Why this difference in the DEGs when switching reference levels? Let me know if I have missed any relevant info that is needed Ps: I have the count data for these 'exclusive genes' and can upload it if necessary.
Best regards,
Suvrat
sessionInfo()
R version 4.3.2 (2023-10-31 ucrt)
Platform: x86_64-w64-mingw32/x64 (64-bit)

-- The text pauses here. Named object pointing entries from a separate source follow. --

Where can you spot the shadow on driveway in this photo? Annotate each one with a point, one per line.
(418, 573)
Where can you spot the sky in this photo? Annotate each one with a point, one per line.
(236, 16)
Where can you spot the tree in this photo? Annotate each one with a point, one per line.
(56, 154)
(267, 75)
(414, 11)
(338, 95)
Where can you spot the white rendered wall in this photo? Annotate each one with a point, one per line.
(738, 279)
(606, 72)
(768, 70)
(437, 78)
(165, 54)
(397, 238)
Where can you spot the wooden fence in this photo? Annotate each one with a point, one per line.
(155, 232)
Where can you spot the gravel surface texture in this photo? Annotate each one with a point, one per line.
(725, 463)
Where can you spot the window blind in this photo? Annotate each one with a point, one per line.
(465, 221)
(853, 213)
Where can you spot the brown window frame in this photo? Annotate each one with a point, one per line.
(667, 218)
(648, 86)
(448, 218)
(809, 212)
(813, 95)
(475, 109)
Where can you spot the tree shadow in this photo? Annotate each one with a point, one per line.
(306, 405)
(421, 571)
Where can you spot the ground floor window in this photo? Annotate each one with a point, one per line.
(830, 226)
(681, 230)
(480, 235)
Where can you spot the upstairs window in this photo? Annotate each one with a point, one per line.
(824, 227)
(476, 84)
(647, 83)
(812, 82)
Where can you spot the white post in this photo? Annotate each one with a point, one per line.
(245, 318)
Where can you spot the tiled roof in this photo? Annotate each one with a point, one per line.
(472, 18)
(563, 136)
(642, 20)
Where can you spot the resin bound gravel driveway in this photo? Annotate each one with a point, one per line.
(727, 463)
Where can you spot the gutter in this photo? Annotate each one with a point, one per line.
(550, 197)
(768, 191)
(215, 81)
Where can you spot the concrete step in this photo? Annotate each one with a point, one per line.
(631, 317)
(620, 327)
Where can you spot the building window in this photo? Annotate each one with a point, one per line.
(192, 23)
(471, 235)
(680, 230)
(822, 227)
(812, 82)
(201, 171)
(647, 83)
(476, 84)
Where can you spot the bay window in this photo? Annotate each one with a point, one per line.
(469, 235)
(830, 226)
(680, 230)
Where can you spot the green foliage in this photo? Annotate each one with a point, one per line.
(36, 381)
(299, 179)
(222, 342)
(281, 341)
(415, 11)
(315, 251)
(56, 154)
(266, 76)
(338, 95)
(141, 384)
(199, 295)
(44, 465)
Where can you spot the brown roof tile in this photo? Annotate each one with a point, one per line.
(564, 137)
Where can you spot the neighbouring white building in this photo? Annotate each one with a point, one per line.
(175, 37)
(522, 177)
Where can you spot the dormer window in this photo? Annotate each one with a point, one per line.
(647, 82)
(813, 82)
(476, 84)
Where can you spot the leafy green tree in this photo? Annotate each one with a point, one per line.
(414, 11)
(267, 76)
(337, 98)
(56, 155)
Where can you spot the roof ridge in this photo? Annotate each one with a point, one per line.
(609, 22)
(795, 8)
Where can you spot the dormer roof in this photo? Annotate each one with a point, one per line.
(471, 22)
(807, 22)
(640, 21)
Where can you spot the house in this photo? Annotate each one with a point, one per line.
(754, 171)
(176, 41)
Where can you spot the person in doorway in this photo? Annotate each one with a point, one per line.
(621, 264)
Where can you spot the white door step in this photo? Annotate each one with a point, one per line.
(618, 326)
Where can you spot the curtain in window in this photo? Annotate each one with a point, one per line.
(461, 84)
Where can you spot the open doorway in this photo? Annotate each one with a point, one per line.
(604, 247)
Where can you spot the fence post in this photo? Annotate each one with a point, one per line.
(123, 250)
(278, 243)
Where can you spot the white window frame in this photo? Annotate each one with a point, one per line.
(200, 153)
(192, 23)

Running under: Windows 10 x64 (build 19045)
Matrix products: default
locale:
[1] LC_COLLATE=English_India.utf8 LC_CTYPE=English_India.utf8 LC_MONETARY=English_India.utf8 LC_NUMERIC=C
[5] LC_TIME=English_India.utf8
time zone: Europe/Berlin
tzcode source: internal
attached base packages:
[1] stats4 stats graphics grDevices utils datasets methods base
other attached packages:
[1] RColorBrewer_1.1-3 pheatmap_1.0.12 ggplot2_3.4.4 dplyr_1.1.4
[5] jsonlite_1.8.7 tximport_1.30.0 readr_2.1.4 DESeq2_1.42.0
[9] SummarizedExperiment_1.32.0 Biobase_2.62.0 MatrixGenerics_1.14.0 matrixStats_1.1.0
[13] GenomicRanges_1.54.1 GenomeInfoDb_1.38.1 IRanges_2.36.0 S4Vectors_0.40.1
[17] BiocGenerics_0.48.1
loaded via a namespace (and not attached):
[1] utf8_1.2.4 generics_0.1.3 SparseArray_1.2.2 bitops_1.0-7 lattice_0.22-5
[6] hms_1.1.3 magrittr_2.0.3 grid_4.3.2 Matrix_1.6-3 BiocManager_1.30.22
[11] fansi_1.0.5 scales_1.3.0 codetools_0.2-19 abind_1.4-5 cli_3.6.1
[16] rlang_1.1.2 crayon_1.5.2 XVector_0.42.0 munsell_0.5.0 withr_2.5.2
[21] DelayedArray_0.28.0 S4Arrays_1.2.0 tools_4.3.2 parallel_4.3.2 tzdb_0.4.0
[26] BiocParallel_1.36.0 colorspace_2.1-0 locfit_1.5-9.8 GenomeInfoDbData_1.2.11 vctrs_0.6.4
[31] R6_2.5.1 lifecycle_1.0.4 zlibbioc_1.48.0 pkgconfig_2.0.3 pillar_1.9.0
[36] gtable_0.3.4 glue_1.6.2 Rcpp_1.0.11 tibble_3.2.1 tidyselect_1.2.0
[41] rstudioapi_0.15.0 compiler_4.3.2 RCurl_1.98-1.13
Ah, I see. Thank you for the quick reply! The reference counts for these 'exclusive genes' are in fact dominated by zeroes. How would you suggest I continue? I am assuming I should choose one reference group and stick with it for all my comparisons. Also should I filter out these exclusive genes from my final list of DEGs? I am still learning to do this sort of analysis and unsure about the best way to do it.
Yes I recommend to stick to one reference group for the analysis.
You do not need to filter them. Sometimes users filter genes where all conditions have mostly zeros. But this is optional.